IMG 20250511 WA0000C’è chi torna ogni anno nel proprio paese d’origine, tra le case abbandonate e le crepe del tempo, per compiere un gesto che va oltre la nostalgia: è un rito di appartenenza, una promessa mantenuta, una forma di resistenza. Camminare per quei vicoli vuoti, toccare le pietre della casa dove si è cresciuti, sentire sotto le suole l’erba che riprende spazio tra le fenditure dell’asfalto: tutto questo non è solo memoria, è presenza viva.
Si torna per piantare ancora un seme, anche se il terreno sembra ostile. Si torna per salutare i morti, per ascoltare il silenzio, per annusare l’aria che profuma di ginestre, fieno e camini accesi. Ogni gesto: un fiore sul davanzale, una zappa nella terra, una foto scattata all’alba; diventa un atto d’amore verso qualcosa che nessun terremoto, nessuna distanza o abbandono può davvero cancellare.
C’è chi porta con sé i figli, per mostrare loro da dove vengono. Chi resta zitto davanti a un rudere e dentro ci vede ancora le voci, le risate, il suono delle stoviglie la domenica. Chi, anche da lontano, continua a sentirsi parte di quel luogo e ne custodisce la lingua, le storie, i nomi dei venti. Chi, pur vivendo altrove, in silenzio rifà ogni anno la strada verso casa con lo stesso rispetto di chi compie un pellegrinaggio.

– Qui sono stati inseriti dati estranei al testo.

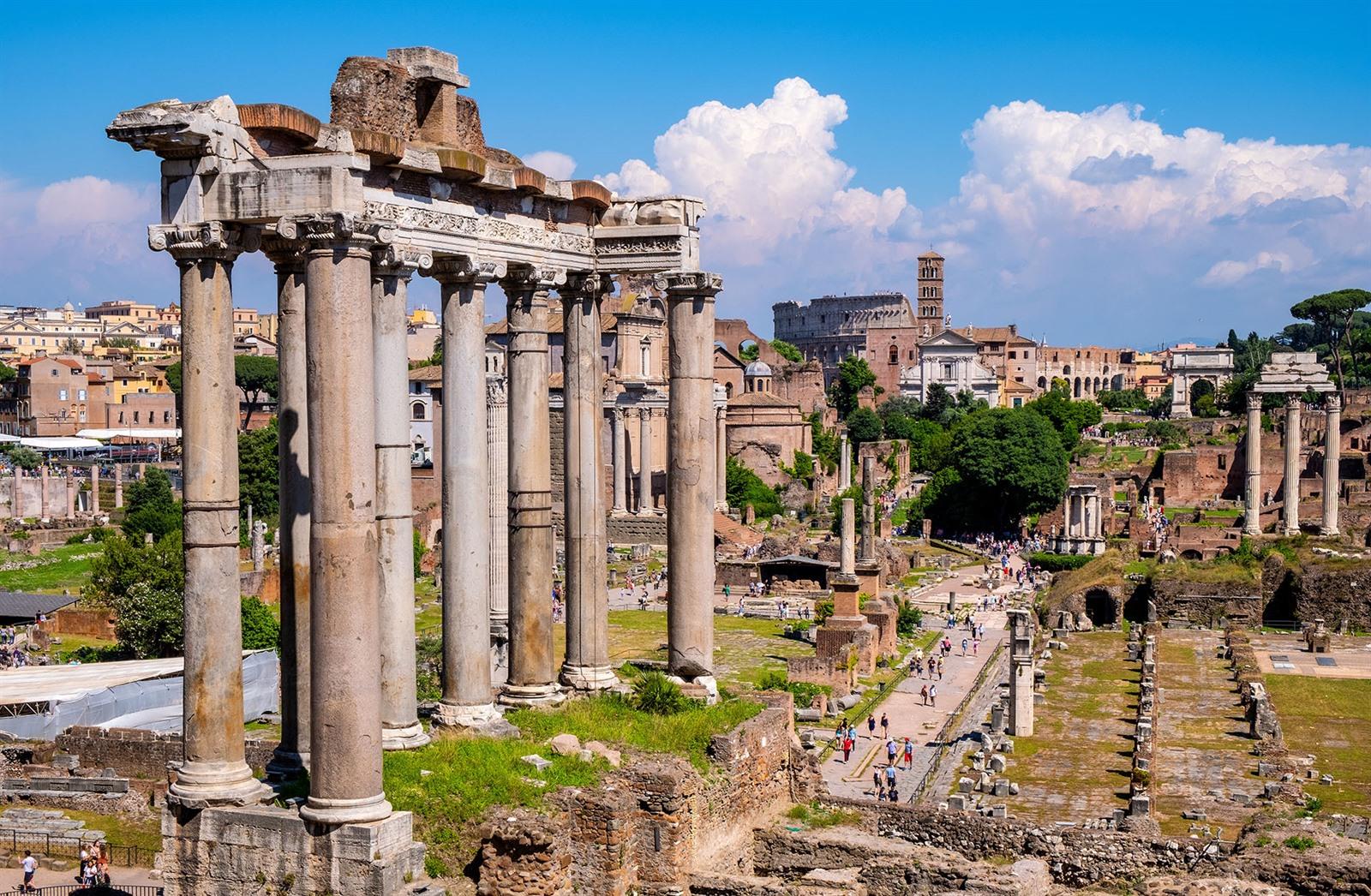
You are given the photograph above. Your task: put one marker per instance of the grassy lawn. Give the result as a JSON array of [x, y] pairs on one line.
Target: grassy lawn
[[1332, 720], [65, 567], [472, 774]]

La montagna non giudica chi parte e non loda chi resta: è lì, immobile, a ricordare che il tempo è fatto anche di ritorni. Forse è proprio questo, oggi, il modo più autentico per dire che quei paesi non sono solo “zone rosse” o “aree interne”, ma cuori pulsanti che ancora chiedono ascolto. Restare legati ai luoghi in cui si è nati non è un’ossessione: è un modo per non dimenticare chi siamo, anche quando il mondo intorno cambia.

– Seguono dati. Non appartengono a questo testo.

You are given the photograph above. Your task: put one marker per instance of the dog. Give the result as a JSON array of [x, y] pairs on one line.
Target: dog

Mentre qualcuno chiede: “Ma perché ci torni ancora?”, la risposta sta nel gesto stesso del tornare. Perché lì, in quel silenzio, c’è una parte della propria anima che aspetta ogni anno di essere riconosciuta.
Io,invece, sono rimasto, quando in tanti se ne sono andati, o almeno ci hanno provato. C'è chi ha trovato un lavoro a cento chilometri, chi una nuova casa, chi una scusa. Io no. Io sono rimasto nel cratere. Non lo dico per eroismo, non sono uno di quelli che vanno in tv a spiegare che "la terra trema ma il cuore no". Il cuore trema eccome, ogni giorno, ma non è questo il punto. Vivo qui perché questo è il mio posto. Se qualcuno mi chiede: "ma non ti pesa?", la risposta è sempre la stessa: "pesa! Ma pesa anche il vuoto che ti lasci dietro, quando scappi."
Scrivo storie.
Non romanzi di successo, non thriller ambientati a New York. Scrivo storie che nascono qui, tra le montagne spaccate e le SAE di plastica e lamiera. Storie di pastori, briganti, vecchie che parlano con i morti e ragazze che sognano la costa ma poi tornano con le mani sporche di lavoro.
Lo faccio gratis.
Lo dico subito così non mi fate la domanda peggiore: "ma ci campi?" No. Non ci campo, né mi interessa farlo. So perfettamente che i libri, oggi, non si vendono se parlano di verità, di silenzi, di borghi sventrati che non fanno notizia. Non sono stupido. Non scrivo per guadagnare, scrivo per non scomparire. Per difendermi e per difendere ciò che amo.
Scrivo perché queste storie non le racconterà nessun altro. Perché i morti del terremoto non parlano più, ma qualcuno deve ricordare che c'erano e che noi, quelli che siamo rimasti integri, siamo ancora qui, malgrado tutto. Più vecchi, più stanchi, ma vivi.
E poi scrivo per me.
Perché in un posto dove adesso regnano grandi interessi economici, dove c'è un grande rumore mediatico intorno a faraonici progetti, dove si muovono tra polvere e detriti mastodontiche macchine edili, le giornate si somigliano tutte, fra i cantieri la sera c'è silenzio, un silenzio talmente spesso che se lo tagli ti restano i polmoni vuoti. Ecco la verità, in queste sere scrivere è l'unico modo che ho per respirare.